Через полчаса в комнату пришел Маро, ухитрившийся спрятать Марета за пазухой. Впрочем, увидев мальчишку, Юлиус подумал, что, в общем, и немудрено – он был худ и очень мал для своих двенадцати.
   «Человеческие детеныши плохо растут без света…»
   Узкое лицо Марета не выражало ни тревоги, ни заинтересованности в своей судьбе – оно было безразличным.
   – Тебе что, все равно, что с тобой будет? – спросил Юлиус под треск камина, призванного согреть ребенка.
   – Я буду королем. – Марет глянул на него и улыбнулся. Его глаза были светло-светло зеленые, как две ледышки.

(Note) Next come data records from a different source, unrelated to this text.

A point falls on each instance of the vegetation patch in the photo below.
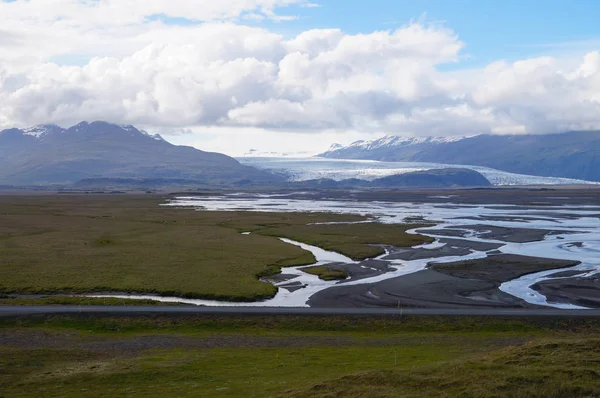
(357, 241)
(71, 244)
(298, 356)
(74, 300)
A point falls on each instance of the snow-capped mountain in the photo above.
(387, 142)
(49, 154)
(43, 130)
(567, 155)
(255, 153)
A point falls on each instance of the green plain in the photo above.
(290, 356)
(64, 244)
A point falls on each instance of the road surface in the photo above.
(189, 310)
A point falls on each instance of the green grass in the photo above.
(63, 244)
(325, 273)
(292, 356)
(551, 368)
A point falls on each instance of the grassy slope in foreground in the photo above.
(299, 357)
(126, 243)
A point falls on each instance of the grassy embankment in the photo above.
(299, 357)
(63, 244)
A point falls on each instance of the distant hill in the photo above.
(436, 178)
(571, 155)
(48, 154)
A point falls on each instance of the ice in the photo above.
(301, 169)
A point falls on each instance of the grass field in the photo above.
(55, 244)
(299, 357)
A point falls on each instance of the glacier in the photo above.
(301, 169)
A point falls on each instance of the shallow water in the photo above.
(580, 225)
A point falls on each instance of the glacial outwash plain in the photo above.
(301, 293)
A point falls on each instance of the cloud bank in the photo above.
(172, 65)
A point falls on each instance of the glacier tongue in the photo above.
(301, 169)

   Кто-то постучал в окно.
   – Это я, Грэт, – голос его звучал глухо, – мои вампиры и вервольфы Гектора ждут только вас.

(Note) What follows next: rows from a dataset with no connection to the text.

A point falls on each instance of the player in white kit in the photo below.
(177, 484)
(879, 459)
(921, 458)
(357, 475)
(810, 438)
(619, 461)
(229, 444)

   – Подожди, Грэт, мы сразу отправимся в спальню Вирта, чтоб прикончить его.
   Грэт кивнул.
   Вампиры выплыли в ночной воздух и заскользили, точно по невидимому мосту, к самой вершине Главной башни.
   Под ногой Грэта лопнуло стекло, и осколки ворвались в комнату. Жена Вирта пронзительно завизжала.
   – Ты что себе позволяешь, выродок? – злобно спросил Вирт влетевшего Упыря.
   Упырь медленно отошел от окна к стене.
   – Запомни, один из самых преданных слуг твоего отца – не выродок, и не тебе, ничтожество, говорить со мной. Взгляни, мой господин, в вечную тьму, что ты видишь там? Уж не вервольфы ли идут снимать с тебя корону?
   Вирт замер. Хоть в душе его и происходила, наверное, тяжкая борьба, лицо осталось бесстрастным.
   – Будьте вы прокляты. Не продержится долго замок… – прошептал он и хотел выпрыгнуть в окно, но путь ему преградил Юлиус.
   Тогда Вирт, взревев точно зверь, толкнул Юлиуса, и тот, ударившись виском о подоконник, потерял сознание. Вирт же перепрыгнул через его тело и исчез в темноте.
   Упырь кинулся за ним.
 
   Шум… голова раскалывается… кто-то тянет за рукав. Юлиус разлепил глаза и увидел перед собой вечно спокойное лицо Ванессы:
   – Он забрал Миду… Упыря и остальных отвлекли другие…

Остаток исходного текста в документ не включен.